When a variable speed “inverter” heat pump is used, the supply water temperature to the heat emitters is controlled by varying the heat pump’s compressor speed. This mode is shown in Figure 4.

FIGURE 4

If a fixed-speed heat pump is used, the thermal storage tank can operate as a buffer tank. The heat pump runs until the temperature at the top of the tank is a few degrees above the target supply temperature to the heat emitters, at which point, it turns off and remains off until its temperature drops a few degrees below the current target supply water temperature. During this “cool down” period, circulator (P2) operates at a speed that can maintain the target supply water temperature to the load.

The hydraulic separator allows the flow rate through the heat pump to be different from that through the heat emitters. It also provides air, dirt and magnetic particle separation for the system.

Adding on

It’s also possible to expand the capabilities of this basic platform to include domestic water heating and central cooling. Figure 5 shows both subsystems.

FIGURE 5

Domestic water is heated as it passes through the coils inside the reverse indirect water heater, which also serves as the system’s thermal storage tank. If the tank temperature is maintained sufficiently high by the heat pump (such as between 115° and 125° F), the domestic water can be fully heated to a usable temperature as it passes through the tank’s internal coils. If the tank temperature is maintained based on outdoor reset control, some type of electric booster (tank-type or tankless) can be used to bring the domestic water to the required supply temperature. Some heat pumps can be configured to operate in outdoor reset mode when directly supplying the heat emitters and switch to a setpoint mode upon a call for domestic water heating. The latter is typically treated as the priority load. Be sure to include a thermostatic mixing valve on the outlet side of the domestic water heating subassembly.

Cooling is provided by a ducted air handler with a chilled water coil.
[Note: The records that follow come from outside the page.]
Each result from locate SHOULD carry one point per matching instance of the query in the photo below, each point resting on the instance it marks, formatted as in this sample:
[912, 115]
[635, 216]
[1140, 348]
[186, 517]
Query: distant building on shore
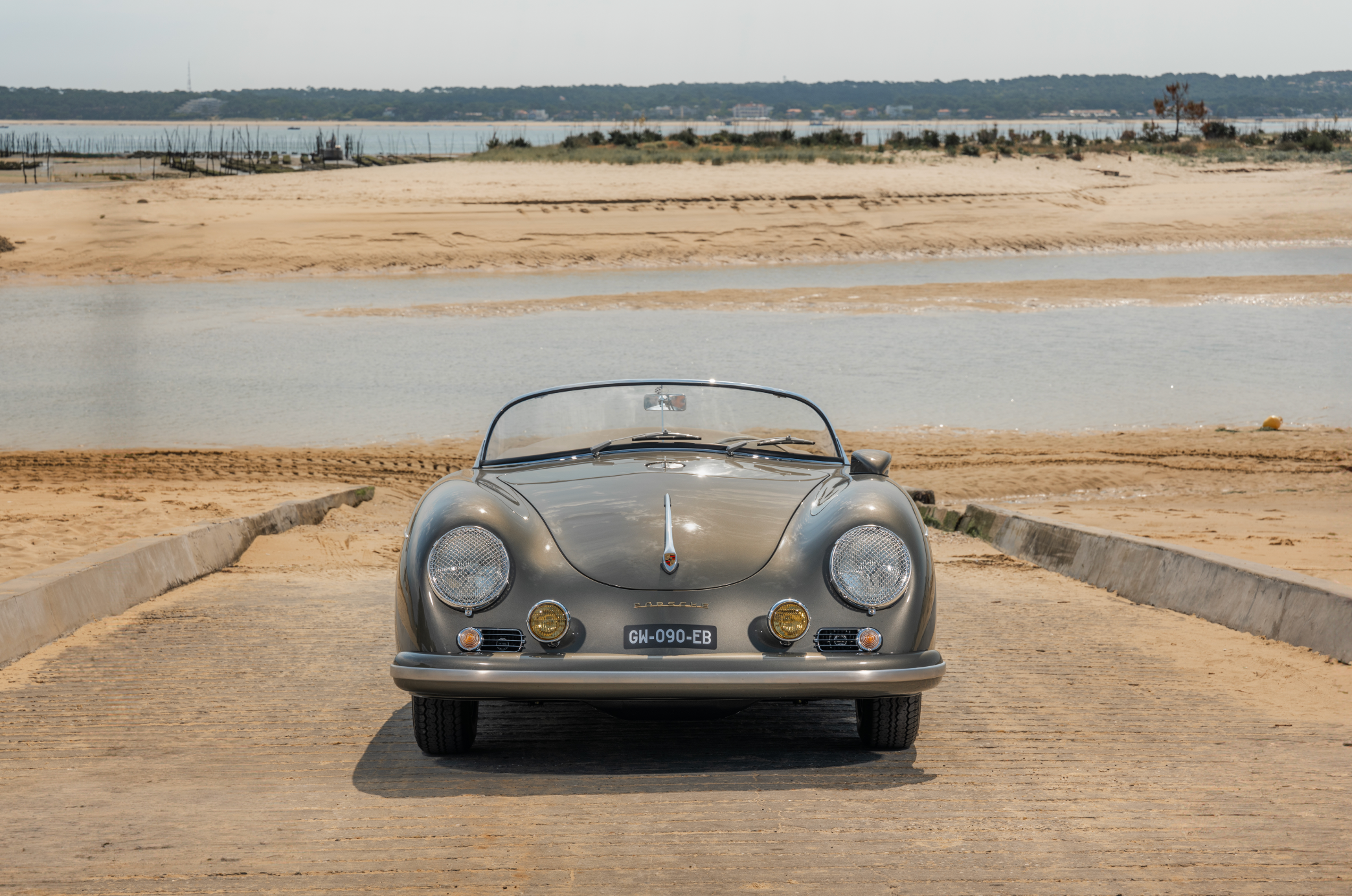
[203, 106]
[752, 111]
Flow through the air handler is created by circulator (P4). By using a dedicated circulator for cooling, there is no concern about sizing or speed control for the heating distribution circulator (P3) if it were to be used for cooling mode.

With a system that provides space heating, cooling and domestic hot water, it’s necessary to provide priority controls to handle a situation where cooling and domestic water heating are called to operate at the same time. I favor making domestic water heating the priority load. The tank temperature can usually be recovered in a few minutes of warm weather operation. During this time, the air handler’s blower can remain on but there would be no cool fluid passing through the air handler’s coil.

Maintaining control

The piping layouts shown in Figures 1 through 5 are relatively simple. The hardware used is all available from multiple sources. However, coordinating the control functions using currently available single-function controllers, while possible, is cumbersome. I’ve done the design for this. The system — without the cooling option — requires five single-function controllers, five relays, and a fair amount of wiring to tie everything together.

An alternative “brain” for this system would be a programmable and relatively inexpensive micro-controller such as an Arduino that provides the digital and analog outputs needed to turn devices on or off, as well as control the speed of circulator (P2) and the modulation of valve (MV1). Perhaps some enterprising individuals will seize this opportunity. The hardware is inexpensive and readily available, it’s mostly a matter of writing software to drive the micro-controller.

The future of home heating and cooling will involve heat pumps and time-of-use electric utility rates that leverage demand side management of energy. Thermal storage will be increasingly part of that convergence. Hydronics technology provides a platform to bring all these concepts together and at the same time provide unsurpassed comfort.

It’s available in the present, and ideally positioned for the future.